If so ... what are they? What do they do? Where do you get them?

Most importantly though ... how do you add them?

I'm sure this stuff is second nature to a lot of you but it's all new to me, so please dumb it down as much as possible, cheers :)
Most beer is made from malted barley and bittered and flavoured with hops. Malt is extracted from the grains and is a sweet sugar. Bitterness complements/counteracts sweetness to stop beer being too sugary tasting. They also have a preservative/mild antibacterial effect.

Hops are the female flowers of a plant. They contain acids that change when boiled and contribute bittering to a malt based brew.

Your coopers kit is malt which has been extracted from barley, concentrated and had hops added to it during the extraction/reduction process. It has been bittered already.

Hops also add flavour and aroma to beer. The longer they are boiled (with limits) the more they add bitterness with shorter boils adding flavour and aroma.

You can add extra flavour to your coopers can by steeping a small amount of hops or boiling a small amount of your can with some extra water. 5-20 minute boil will probably add noticeable flavour. A steep in hot water, like making a tea is an easy way of working out what they will bring before you go nuts.

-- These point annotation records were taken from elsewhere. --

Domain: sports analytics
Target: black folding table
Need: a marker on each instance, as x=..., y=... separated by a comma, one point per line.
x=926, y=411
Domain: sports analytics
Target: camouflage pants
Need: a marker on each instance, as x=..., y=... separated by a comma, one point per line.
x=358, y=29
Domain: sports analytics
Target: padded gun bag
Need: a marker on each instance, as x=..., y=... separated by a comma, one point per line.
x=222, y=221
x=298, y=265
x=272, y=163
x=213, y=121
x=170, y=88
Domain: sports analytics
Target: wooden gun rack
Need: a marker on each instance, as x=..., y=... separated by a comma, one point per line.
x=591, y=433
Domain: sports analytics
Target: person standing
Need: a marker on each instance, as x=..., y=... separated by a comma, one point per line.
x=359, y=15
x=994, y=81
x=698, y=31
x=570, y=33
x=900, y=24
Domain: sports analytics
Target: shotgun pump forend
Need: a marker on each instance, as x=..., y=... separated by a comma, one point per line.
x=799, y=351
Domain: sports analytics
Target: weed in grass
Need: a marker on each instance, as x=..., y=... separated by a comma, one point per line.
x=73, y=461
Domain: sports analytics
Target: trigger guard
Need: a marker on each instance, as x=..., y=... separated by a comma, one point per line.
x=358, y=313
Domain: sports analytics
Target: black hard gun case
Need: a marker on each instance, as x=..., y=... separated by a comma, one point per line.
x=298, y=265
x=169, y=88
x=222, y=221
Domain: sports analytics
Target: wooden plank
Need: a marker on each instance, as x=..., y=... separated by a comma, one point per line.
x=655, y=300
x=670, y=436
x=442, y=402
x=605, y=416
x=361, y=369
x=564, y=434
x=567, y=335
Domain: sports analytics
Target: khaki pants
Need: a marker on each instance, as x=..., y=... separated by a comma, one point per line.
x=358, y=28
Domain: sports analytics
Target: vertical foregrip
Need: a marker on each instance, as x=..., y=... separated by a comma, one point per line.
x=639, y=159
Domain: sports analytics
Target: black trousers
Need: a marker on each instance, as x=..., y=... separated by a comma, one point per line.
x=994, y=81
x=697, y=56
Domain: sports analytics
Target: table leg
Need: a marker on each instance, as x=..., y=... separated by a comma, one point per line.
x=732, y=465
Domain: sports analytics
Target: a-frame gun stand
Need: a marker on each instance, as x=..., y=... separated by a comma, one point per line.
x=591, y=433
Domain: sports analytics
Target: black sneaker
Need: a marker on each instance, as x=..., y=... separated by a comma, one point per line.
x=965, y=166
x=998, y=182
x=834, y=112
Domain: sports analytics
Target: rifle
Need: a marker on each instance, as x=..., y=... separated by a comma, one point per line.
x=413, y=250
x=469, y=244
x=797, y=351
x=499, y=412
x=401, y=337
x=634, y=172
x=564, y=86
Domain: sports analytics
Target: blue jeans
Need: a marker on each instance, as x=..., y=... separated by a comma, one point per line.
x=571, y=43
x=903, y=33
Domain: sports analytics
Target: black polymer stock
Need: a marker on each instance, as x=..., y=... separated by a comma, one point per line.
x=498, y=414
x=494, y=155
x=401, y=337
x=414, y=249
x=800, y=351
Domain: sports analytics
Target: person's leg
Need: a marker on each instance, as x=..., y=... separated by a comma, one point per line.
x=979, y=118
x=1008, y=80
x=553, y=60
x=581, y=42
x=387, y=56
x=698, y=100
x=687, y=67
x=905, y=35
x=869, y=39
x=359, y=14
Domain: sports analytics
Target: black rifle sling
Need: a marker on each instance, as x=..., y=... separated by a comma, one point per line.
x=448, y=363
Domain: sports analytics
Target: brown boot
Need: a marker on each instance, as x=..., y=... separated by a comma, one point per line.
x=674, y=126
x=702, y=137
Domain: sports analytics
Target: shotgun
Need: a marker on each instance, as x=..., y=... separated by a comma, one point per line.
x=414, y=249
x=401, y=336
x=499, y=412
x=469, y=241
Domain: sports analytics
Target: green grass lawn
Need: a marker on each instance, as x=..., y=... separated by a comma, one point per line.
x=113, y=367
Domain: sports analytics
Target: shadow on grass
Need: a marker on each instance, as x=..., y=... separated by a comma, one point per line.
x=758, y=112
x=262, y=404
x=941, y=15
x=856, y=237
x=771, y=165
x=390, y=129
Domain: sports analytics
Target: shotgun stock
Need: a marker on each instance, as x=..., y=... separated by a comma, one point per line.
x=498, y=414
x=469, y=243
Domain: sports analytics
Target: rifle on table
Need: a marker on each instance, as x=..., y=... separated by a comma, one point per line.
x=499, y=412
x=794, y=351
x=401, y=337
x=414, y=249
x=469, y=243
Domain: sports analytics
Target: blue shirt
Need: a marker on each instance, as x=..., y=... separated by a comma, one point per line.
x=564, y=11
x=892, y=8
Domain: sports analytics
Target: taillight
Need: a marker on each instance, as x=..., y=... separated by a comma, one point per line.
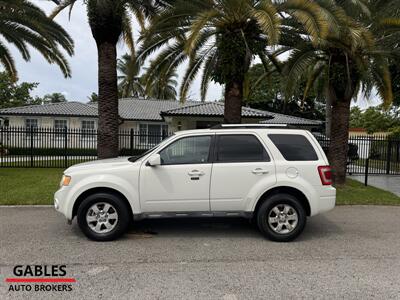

There are different varieties of hops, all with distinctive flavours. Some work well together (in combination). American hops give distinctive flavours to beers like sierra nevada or little creatures, UK hops give distinctive flavours to beers like Fullers ESB or Young's special london ale and Australian hops give distinctive flavour to beers like cooper's pale or Stone and Wood (different AU hops and different resultant flavours).

The flowers or cones are usually dried and are available sometimes as whole flowers but more often as plugs or pellets. Brigalow also make a product which is called a 'finishing hop tablet' but this product is not a good introduction into what hops do.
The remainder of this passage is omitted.